Quanto aos patetas da União Europeia, que Trump positivamente abomina, eles se reuniram em Paris para um glorioso não evento de contra-summitry: a Liga dos Perdedores, discutindo, o que mais, sua Guerra Eterna, e como eles vão enviar suas forças de “manutenção da paz” – que eles não têm, com armas que não têm – para a Ucrânia.

Aquele vira-lata que se faz passar por primeiro-ministro britânico está prometendo colocar “botas no chão”, enquanto a tóxica Medusa von der Lugen continua a vociferar em seu melhor estilo chihuahua belicista e raivoso. Até mesmo outros cães raivosos, como a Polônia, ao lado dos poodles Alemanha, Itália e Espanha, disseram “não” à avalanche de Dr. Martens britânica.

Do jeito que está, o que aconteceu em Riad foi apenas um primeiro passo – uma espécie de reconciliação entre os EUA e a Rússia, como a longa distensão do final da década de 1960 e meados da década de 1970; Gorbachev-Reagan em 1986-1989 e Gorbachev-Daddy Bush em 1989-1991 (que terminou com o colapso da URSS); e Medvedev-Obama em 2009 (que terminou com a destruição da Líbia).

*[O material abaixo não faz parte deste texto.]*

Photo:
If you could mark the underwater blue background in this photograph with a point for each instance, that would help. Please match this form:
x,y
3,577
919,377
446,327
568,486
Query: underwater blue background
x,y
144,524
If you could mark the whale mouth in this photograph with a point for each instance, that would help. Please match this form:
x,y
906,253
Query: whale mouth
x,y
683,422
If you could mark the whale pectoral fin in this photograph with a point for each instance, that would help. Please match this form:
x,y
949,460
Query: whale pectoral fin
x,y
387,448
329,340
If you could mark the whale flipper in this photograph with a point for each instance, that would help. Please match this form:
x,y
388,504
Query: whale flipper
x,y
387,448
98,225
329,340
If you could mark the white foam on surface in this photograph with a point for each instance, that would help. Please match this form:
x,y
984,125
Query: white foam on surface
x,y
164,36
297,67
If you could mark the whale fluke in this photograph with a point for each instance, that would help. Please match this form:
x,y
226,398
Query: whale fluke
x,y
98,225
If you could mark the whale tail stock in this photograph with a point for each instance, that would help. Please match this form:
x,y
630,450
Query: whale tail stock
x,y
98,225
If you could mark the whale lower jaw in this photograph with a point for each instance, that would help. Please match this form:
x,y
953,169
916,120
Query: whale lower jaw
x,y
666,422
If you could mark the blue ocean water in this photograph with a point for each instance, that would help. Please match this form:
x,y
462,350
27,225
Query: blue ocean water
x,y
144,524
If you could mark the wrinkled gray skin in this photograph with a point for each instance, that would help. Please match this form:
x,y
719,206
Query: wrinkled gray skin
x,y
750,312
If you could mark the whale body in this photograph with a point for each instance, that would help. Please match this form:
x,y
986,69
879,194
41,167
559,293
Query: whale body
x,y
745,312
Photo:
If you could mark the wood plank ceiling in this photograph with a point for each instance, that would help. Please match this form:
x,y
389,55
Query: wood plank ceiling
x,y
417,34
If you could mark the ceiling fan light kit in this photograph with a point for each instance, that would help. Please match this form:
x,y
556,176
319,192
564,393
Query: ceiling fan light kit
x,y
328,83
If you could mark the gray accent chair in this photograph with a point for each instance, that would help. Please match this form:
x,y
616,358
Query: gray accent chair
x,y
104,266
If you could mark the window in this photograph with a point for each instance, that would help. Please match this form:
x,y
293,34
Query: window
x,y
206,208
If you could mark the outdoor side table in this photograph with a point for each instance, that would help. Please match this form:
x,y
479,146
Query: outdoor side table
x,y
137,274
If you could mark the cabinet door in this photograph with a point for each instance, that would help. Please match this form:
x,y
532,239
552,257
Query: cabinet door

Portanto, no momento, não temos nenhum fato. Além do que as forças russas continuam a criar nos campos de batalha de Novorossiya. Esses novos fatos em campo tornarão as coisas ainda mais terríveis para os americanos, pois a negociação ultraproblemática da Ucrânia se estenderá por pelo menos alguns meses.

Deixe que um Lavrov sóbrio dê a última palavra:

“Quando os interesses nacionais se alinham, precisamos fazer de tudo para unir esforços nesses caminhos, em prol de projetos mutuamente benéficos, tanto na esfera geopolítica quanto nos assuntos econômicos”. Lavrov está convencido de que os americanos agora “têm uma melhor compreensão de nossa posição”.

Será esse o caso – ou será apenas mais um capítulo de um reality show implacável? Que o novo grande jogo realmente comece.